How to smartly provison resources for Spark Job

There is no magic solution to provisioning of resources. However these are the general guidelines that can help you to improve the performance of your spark jobs. But do test them out in development environment before psuhing it to prod.

Calculate and set the following Spark configuration parameters carefully for the Spark application to run successfully:

spark.executor.memory – Size of memory to use for each executor that runs the task. spark.executor.cores – Number of virtual cores. spark.driver.memory – Size of memory to use for the driver. spark.driver.cores – Number of virtual cores to use for the driver.

The number of executor cores will decide the number of parralel task . Each task will execute per partition basis. Based on historical data, it is recommended to have five virtual cores for each executor to achieve optimal results in any sized cluster.

In order to estimate the number of partitions you can use the below guide for your reference.

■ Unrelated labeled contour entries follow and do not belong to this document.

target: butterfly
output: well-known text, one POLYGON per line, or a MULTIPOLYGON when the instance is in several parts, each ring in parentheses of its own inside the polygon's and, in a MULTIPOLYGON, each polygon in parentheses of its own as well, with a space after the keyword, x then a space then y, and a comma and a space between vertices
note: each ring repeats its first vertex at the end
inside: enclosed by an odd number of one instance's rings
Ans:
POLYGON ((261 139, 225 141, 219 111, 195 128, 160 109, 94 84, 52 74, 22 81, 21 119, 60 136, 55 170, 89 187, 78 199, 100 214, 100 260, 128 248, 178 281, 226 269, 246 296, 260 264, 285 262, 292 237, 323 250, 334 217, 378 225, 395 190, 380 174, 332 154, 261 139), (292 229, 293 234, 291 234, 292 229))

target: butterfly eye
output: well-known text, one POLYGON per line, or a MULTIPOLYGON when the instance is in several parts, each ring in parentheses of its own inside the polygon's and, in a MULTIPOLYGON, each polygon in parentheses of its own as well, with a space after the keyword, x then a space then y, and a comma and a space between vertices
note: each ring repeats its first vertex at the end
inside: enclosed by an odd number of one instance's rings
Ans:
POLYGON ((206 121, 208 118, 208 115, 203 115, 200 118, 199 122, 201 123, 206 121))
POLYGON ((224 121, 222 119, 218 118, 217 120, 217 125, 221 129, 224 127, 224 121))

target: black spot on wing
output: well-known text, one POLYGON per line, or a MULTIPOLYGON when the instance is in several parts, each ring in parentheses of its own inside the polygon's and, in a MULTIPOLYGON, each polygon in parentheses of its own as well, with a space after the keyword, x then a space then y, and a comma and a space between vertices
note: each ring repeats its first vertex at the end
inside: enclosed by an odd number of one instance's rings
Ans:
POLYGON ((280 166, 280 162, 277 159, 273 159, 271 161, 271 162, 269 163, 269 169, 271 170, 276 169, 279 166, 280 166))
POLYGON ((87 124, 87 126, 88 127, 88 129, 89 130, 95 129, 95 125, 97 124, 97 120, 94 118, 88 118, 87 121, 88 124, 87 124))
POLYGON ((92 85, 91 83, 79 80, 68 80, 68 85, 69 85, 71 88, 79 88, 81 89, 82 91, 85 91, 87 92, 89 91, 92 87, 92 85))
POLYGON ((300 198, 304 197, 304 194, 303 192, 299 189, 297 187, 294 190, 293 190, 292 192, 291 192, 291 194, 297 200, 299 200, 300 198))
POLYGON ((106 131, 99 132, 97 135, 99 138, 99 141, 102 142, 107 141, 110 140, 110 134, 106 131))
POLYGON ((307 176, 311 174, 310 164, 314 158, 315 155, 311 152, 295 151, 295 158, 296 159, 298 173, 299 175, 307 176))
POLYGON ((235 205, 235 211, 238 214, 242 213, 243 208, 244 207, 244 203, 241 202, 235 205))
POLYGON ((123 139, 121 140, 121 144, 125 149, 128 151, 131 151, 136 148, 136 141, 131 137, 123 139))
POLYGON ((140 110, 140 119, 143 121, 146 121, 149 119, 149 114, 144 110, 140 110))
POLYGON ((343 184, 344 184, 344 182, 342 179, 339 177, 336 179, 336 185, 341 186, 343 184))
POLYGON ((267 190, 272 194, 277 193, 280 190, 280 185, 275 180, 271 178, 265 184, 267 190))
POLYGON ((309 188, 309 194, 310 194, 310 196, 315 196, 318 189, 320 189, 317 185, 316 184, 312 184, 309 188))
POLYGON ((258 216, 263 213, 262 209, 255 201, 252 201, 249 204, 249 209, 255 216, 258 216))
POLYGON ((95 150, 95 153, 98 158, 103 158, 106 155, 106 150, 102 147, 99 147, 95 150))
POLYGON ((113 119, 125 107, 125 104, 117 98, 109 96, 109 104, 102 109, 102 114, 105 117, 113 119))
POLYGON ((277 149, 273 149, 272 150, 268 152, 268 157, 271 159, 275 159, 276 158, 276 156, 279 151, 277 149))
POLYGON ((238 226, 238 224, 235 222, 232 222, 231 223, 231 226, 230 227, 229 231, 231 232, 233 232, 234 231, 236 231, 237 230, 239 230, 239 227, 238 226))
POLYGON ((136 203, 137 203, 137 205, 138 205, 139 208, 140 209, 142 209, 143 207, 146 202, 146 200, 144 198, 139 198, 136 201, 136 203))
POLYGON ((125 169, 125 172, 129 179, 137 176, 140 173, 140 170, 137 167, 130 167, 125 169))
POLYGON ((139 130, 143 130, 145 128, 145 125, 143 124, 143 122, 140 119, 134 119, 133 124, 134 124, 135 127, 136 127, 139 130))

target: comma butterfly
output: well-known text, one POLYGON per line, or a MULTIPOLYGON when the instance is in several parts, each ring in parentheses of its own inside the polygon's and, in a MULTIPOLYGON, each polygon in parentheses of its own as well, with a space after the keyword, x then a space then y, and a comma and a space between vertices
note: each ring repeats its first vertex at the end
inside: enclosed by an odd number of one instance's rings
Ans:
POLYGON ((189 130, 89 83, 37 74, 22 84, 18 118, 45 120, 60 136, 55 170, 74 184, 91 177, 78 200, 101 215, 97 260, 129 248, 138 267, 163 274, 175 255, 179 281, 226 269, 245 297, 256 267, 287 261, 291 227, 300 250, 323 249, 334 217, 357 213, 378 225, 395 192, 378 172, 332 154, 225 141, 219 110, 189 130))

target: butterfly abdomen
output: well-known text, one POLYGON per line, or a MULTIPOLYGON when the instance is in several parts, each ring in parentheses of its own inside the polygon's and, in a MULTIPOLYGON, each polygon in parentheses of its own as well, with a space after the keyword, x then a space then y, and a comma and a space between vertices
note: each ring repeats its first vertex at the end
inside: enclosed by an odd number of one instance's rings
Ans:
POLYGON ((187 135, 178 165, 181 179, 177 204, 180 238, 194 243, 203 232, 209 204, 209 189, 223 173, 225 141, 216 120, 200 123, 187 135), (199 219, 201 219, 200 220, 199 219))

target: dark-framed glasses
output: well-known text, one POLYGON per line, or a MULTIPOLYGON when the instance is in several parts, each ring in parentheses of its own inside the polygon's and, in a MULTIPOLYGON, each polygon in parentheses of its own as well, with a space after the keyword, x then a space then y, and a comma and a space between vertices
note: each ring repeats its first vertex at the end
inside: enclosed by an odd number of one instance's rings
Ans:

                                     //Source
                                       S3
                                       |
                   +-------------------v--------------------------------+
                   |        File: Splittable or Unsplittable?           |
                   +-------------------+------------------------+-------+
               splittable              |                        |
                 +---------------------+                        |
    +------------v------+                                       |Unsplittable
    |  Each file size   |                                       |
    +-------+--------+--+    file-size > 64MB                   v
            |        +------------------------+   Input Partition = The num of files
            |                                 |
            |file-size < 64MB                 |
            |                                 v
            |                     Input Partition = (ALL file-size)/64MB
            v
 Input Partition = The num of files

MaxNeededExecutors = (InputPartition)/(TheNumOfTasks per Executor) = 428/5 = 86

Number of executors per instance = (total number of virtual cores per instance - 1)/ spark.executors.cores

Here we have subtracted one virtual core from the total number of virtual cores to reserve it for the Hadoop daemons.

Let us analyse the JVM heap of Spark Executor. We need to reserve 1 Gb memory and 1 core for YARN and Hadoop daemons. Executor overhead max memory is calculated as max(284,0.1 * Executor memory )

Now coming to JVM heap

300 Mb memory is reserved.
spark.memory.fraction - It is the fraction of heap space which is used for execution and storage. By default its value is set to 0.75 rest is the user memory.
User Memory - It's mainly used to store the data needed for RDD conversion operations, such as the information for RDD dependency.

Now each executor is suited to run 5 parallel tasks. Execution memory required for 5 task would be around 64*5 ~= 350 MB. Spark memory = 700 MB User memory = 240Mb Total Spark Memory = 1240 Mb Total Exector Memory = 1240 + 284 = 1524 MB

For m4.xlarge instance yarn allocates 12288 memory.

Also many blogs and even satckoverflow mentions that you need 1:1 mapping between the number of executor cores and instance vcpu. But in my experience it is not the case. Even in the 2015 Spark Databricks conferenece Sammer Farooqui mentioned thiss too be a common misconception amongst the spark community and insisted on oversubscribing of resources.

m4.xlarge instancce has 4 VPC and 16 Gb RAM. Now we will set aside 1 VCPU and 1 GB of RAM for the Haadoop daemons. Yarn allocates a container of size 12288 MB. You can easily run 2 exceutor with 5.5 GB RAM and 5 executor coress each. These executor cores are running inside the JVM and it is upto the OS scheduler and JVM to communicate for CPU resources.